A More Honorable End

My father committed suicide seven years ago today. I was tempted to just let this anniversary pass without acknowledging it, but it did not feel right to do so, given that I have not been able to think of anything else since the start of January. So I find myself placing my fingers to the keyboard once again; not for too long- just long enough.

Suffice it to say that I have written extensively about this matter for quite some time now. At this point I do not believe that I can convey any other thoughts describing my sadness or anger or frustration, or even the loneliness of carrying around the memory of a ghost. And to manufacture more thoughts using slightly differing word tenses and stylistic phrasing seems disingenuous and an attempt to grab up attention for a matter that is important to me, but perhaps not overly remembered by others. At some point during grief it must be acknowledged that your burden is your own to carry and that summoning attention to it constantly transforms you into the image of your grief in the eyes of others (and, unfortunately, in your own eyes). One cannot live life as an animated monument to the deceased and expect to really live. These thoughts are not an attempt to do so.

Wishing is a futile exercise. It is hope with a sense of loss. But I do desire to just express this one void hope so that it can be acknowledged for what it is and what it can never be: I wish my father had a more honorable end. I wish that his exit was not so anticlimactic. I wish he had an end that was as big as he was, or, I should say, as big as I imagined him to be.

I wish that more of my friends could have known him so that they could realize how big a hole his exit left behind. I wish that I could look back at his death with the satisfaction of knowing that he truly lived to his potential, sad as it would be to see that legacy go.

I wish he didn’t die before I was ready for him to.

Herein we see the futility of the wish. I was not ready for him to die, and reflecting on his death will never ever bring a sense of satisfaction. I have only want and hurt out of it. I should remember the good times. I should remember his humor. I should remember his kindness. I should remember his deep mind and wisdom. I should remember just how big and strong he was. But all of those memories lead to an inevitable end that stains the whole. My father could not manufacture an honorable end for himself, and I cannot assemble one out of select bits and pieces of his life. His end is not his to change, nor is not mine to reinterpret.

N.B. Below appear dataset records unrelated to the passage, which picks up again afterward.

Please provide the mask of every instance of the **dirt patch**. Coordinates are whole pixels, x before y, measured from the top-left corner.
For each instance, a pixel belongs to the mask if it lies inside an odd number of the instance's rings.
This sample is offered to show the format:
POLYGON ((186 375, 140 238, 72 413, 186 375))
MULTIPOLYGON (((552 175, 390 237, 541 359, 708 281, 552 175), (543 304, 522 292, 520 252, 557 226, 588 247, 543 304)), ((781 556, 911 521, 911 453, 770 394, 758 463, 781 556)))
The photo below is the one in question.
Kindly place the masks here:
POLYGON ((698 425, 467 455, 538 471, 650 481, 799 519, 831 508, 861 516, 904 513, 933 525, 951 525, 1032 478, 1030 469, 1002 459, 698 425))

Now I desire to express a hope. True hope is backed by the satisfaction of knowing that the object desired is inevitable, though in certain circumstances it cannot be explained why. I hope to one day no longer feel the need to justify my father’s life. I hope to let his end be what it is. I hope to let my father’s life stand on its own without the need to have my life act as a buttress for it. I hope to not depend on a sense of honor that is completely transitory and self-reliant. I hope that the meaning of my father’s life, and indeed the meaning of my own life, can lay outside of whatever thoughts I can muster concerning completeness and beauty. These things are hard to accept and embrace, but I have hope that they will be.

As of now, I only know a shadow of what should be. I only understand the immediate ugliness of wrong. I do not understand fully the true nature of restoration. I only know the shade of it and the closed bud if its being simply because I know that it should be there, though in truth I do not fully comprehend its form. I do not understand why it waits or why the story carries on the way it does. I only know that its existence points to what is wrong while simultaneously promising to what will be right.

Really beyond this topic is beyond my scope, and so here is where I will end this reflection. I miss my father, I wish for better things, and more than that I hope for something greater than I can completely understand: a meaning that supersedes my own understanding of meaning. A hope devoid of wishing. Restoration and beauty and completeness beyond their shadows.